J’ai testé les trois courbes de puissance sur les deux modèles. La courbe agressive rend la réponse de l’accélérateur un peu trop saccadée à bas régime pour une utilisation pratique sur route, mais a procuré une excellente réponse à la sortie des virages plus serrés de la piste de supermoto improvisée. La courbe standard convient mieux à un usage au quotidien, transmettant une réponse plus douce de l’accélérateur, tout en livrant toute la puissance nécessaire. La courbe de faible puissance m’a semblé superflue, mais elle vous empêchera de vous mettre dans le pétrin puisque ces deux motos tentent constamment de se relever sur la roue arrière quand les modes de puissance plus élevés sont sélectionnés. Il faut noter que lorsque vous sélectionnez un mode de puissance, il demeure enclenché jusqu’à ce que vous vous arrêtiez, contrairement à certaines autres motos (Suzuki, Aprilia et Benelli), qui permettent de changer le mode de puissance en roulant.
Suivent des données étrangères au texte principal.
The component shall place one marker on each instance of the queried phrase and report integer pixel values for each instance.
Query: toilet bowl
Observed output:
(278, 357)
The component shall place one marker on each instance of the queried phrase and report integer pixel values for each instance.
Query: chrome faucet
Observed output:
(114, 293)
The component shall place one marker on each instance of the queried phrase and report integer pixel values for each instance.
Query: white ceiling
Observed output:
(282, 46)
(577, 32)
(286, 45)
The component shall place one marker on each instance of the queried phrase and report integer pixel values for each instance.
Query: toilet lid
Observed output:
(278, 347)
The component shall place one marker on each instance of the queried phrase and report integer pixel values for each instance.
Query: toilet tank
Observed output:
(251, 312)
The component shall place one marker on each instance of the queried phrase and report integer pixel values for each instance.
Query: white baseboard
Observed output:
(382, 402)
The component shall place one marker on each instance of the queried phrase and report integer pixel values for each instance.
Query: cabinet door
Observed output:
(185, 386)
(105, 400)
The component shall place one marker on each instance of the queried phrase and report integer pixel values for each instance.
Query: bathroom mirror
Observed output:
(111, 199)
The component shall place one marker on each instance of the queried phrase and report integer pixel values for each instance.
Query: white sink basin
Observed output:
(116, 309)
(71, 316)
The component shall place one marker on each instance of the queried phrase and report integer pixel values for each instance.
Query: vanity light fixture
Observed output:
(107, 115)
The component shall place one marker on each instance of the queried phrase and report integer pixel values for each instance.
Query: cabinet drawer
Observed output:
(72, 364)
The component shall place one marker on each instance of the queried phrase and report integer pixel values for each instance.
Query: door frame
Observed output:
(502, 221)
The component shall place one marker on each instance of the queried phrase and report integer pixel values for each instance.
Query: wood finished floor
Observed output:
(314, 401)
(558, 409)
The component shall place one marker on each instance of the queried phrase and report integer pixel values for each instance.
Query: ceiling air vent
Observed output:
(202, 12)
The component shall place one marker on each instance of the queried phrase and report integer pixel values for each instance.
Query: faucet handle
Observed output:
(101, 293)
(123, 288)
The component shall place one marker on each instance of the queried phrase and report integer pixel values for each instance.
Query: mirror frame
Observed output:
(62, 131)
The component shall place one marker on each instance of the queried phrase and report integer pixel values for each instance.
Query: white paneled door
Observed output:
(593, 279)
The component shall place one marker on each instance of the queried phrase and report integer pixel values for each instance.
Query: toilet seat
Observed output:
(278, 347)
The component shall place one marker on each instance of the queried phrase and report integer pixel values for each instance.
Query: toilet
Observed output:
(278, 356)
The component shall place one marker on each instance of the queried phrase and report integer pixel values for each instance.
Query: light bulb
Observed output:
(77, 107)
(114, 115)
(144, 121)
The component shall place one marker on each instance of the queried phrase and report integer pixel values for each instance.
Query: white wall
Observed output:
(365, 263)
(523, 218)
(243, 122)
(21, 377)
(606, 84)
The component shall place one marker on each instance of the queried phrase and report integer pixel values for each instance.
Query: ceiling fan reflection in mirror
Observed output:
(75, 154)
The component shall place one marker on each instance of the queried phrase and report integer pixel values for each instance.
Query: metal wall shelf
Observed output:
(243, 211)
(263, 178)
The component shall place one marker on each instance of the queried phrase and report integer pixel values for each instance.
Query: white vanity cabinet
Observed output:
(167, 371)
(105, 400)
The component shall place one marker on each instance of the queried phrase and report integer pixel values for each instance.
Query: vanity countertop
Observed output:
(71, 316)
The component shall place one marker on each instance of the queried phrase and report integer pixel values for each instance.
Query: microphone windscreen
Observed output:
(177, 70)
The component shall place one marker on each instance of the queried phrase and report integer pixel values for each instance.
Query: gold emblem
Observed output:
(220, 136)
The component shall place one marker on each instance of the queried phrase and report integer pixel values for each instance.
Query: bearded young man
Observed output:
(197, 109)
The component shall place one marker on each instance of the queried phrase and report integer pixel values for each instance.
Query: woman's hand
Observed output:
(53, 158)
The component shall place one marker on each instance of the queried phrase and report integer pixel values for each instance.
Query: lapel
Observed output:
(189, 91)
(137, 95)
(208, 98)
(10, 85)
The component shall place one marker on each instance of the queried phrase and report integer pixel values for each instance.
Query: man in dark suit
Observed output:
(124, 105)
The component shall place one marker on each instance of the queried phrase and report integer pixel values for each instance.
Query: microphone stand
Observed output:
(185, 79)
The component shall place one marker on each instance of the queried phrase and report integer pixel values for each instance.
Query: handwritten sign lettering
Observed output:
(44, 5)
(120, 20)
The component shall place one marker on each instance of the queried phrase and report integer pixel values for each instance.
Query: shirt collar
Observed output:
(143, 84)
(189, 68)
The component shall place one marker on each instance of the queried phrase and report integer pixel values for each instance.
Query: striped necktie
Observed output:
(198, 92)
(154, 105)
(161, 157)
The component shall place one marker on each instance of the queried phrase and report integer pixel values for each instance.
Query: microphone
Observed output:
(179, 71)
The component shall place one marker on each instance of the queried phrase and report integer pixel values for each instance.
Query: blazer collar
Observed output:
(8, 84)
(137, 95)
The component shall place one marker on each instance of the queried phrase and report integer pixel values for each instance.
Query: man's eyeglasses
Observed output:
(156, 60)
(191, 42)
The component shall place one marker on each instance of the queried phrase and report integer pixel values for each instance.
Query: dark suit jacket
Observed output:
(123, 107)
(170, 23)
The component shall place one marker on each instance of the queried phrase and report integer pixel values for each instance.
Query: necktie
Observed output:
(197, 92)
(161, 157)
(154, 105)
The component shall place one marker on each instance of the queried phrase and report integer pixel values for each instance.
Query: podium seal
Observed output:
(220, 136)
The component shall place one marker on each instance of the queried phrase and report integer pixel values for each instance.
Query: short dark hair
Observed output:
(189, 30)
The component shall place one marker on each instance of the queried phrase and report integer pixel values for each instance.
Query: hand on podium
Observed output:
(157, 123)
KTM produit depuis longtemps des motos hors route de qualité aux performances élevées, et au cours des dernières années, le constructeur autrichien a fait une percée sur le marché des motos de route. Après avoir parlé aux ingénieurs et au personnel administratif au cours du lancement de presse, je peux vous affirmer avec certitude que vous ne verrez jamais un cruiser d’usine KTM. Vous constaterez une présence accrue de KTMsur la route, mais l’objectif visé demeurera la haute performance. La SMC, qui se détaille 9 898 $, sera plus difficile à vendre, son utilisation étant trop pointue pour être pratique. Toutefois, la Duke, qui se détaille 10 498 $, s’envolera fort probablement comme des petits chauds des concessions, et à mon avis, ce modèle redéfinira la catégorie des motos de route à monocylindre. Mais peu importe le modèle que vous choisissez, trouvez-vous une petite route sinueuse et faites monter la cadence – et pour un monocylindre, vous constatez qu’elle peut atteindre une cadence étonnante – et vous mettrez dans l’embarras vos amis pilotes de sportives.